GNU Business Network Definition comments

Stefano Maffulli stef at zoomata.com
Mon Jun 12 06:56:29 UTC 2006


On Thu, 2006-06-08 at 15:19 +0100, Shane M. Coughlan wrote:
> This approach ties Free Software into the company mission statement
> rather than the company development model.  

Absolutely.  The development model is a tool that the companies can use
to achieve the ethical aim.  With the definition of FSB rotating around
the ethical concepts, not only companies that develop software can be
included but also other kinds, like law firms or architecture firms.

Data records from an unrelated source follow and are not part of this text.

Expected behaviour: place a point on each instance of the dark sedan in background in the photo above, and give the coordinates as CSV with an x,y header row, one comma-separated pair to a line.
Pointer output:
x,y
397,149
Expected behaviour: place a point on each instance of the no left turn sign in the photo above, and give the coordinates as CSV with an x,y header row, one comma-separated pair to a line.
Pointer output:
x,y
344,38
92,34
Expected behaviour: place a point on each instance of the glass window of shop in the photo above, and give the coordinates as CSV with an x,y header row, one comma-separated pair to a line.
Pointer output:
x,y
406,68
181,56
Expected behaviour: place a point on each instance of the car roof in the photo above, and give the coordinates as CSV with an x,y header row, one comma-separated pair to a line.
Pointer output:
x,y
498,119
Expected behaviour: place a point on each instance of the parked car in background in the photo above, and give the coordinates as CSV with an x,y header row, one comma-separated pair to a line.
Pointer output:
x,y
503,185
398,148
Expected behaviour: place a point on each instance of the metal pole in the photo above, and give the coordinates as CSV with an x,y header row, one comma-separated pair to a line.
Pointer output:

> It's not unreasonable but it
> leaves a very important question: what about companies that already have
> a mission statement that does not include the concept of explicit
> adherence with the GNU Manifesto?  Most software and support companies
> fall into this particular category.

IMHO the adherence to the FSB principle can also be made outside of the
mission statement, just like any other certification is added on top of
existing missions.

> The existing GNU Business Network Definition appears to assume that
> companies will choose to entirely adopt Free Software.  In doing so it
> potentially excludes a vast number of existing companies that would
> benefit rather than hinder our overall cause: the promotion of Free
> Software.

You are right in being worried about a network that is made of few
nodes: it makes very little sense, indeed.  This is why I personally
prefer to concentrate into finding an acceptable definition of FSB first
and then see what to do with it :)

> I don't think attempting to dictate mission
> statements and business ethics to businesses is going to win us many
> friends from existing companies.  It is my opinion that we should give
> businesses the freedom to support our software *and* the freedom to
> support other software if they so choose.

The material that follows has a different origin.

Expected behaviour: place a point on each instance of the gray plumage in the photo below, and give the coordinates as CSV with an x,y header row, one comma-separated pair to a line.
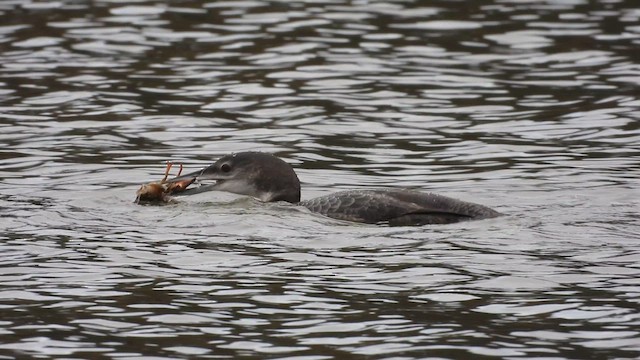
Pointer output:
x,y
269,179
396,207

In some respects, you are right: business out there still largely depend
on 'obscure non-free software' to run and it is still quite difficult to
tell them 'don't use SAP anymore', especially since they spent so much
implementing it *and* there is no free substitute for it.  So, for
example, and using the the ethical point of view: a manufacturing
company uses SAP for its production/management line but sells robots
powered only by Free Software (Linux and other utilities) and
participates actively into the Linux community, contributing patches and
more.  Would this company qualify as a Free SW Biz?

> If we have confidence in our model 

Do we have such confidence to sell it to a 45 years old bizman that
feeds 5/10 programmers selling proprietary licenses?  Even if he barely
makes the end of the month, I think we still don't have enough arguments
to draw exclusive circles like the GBN and we need to come up with
something that is inclusive instead.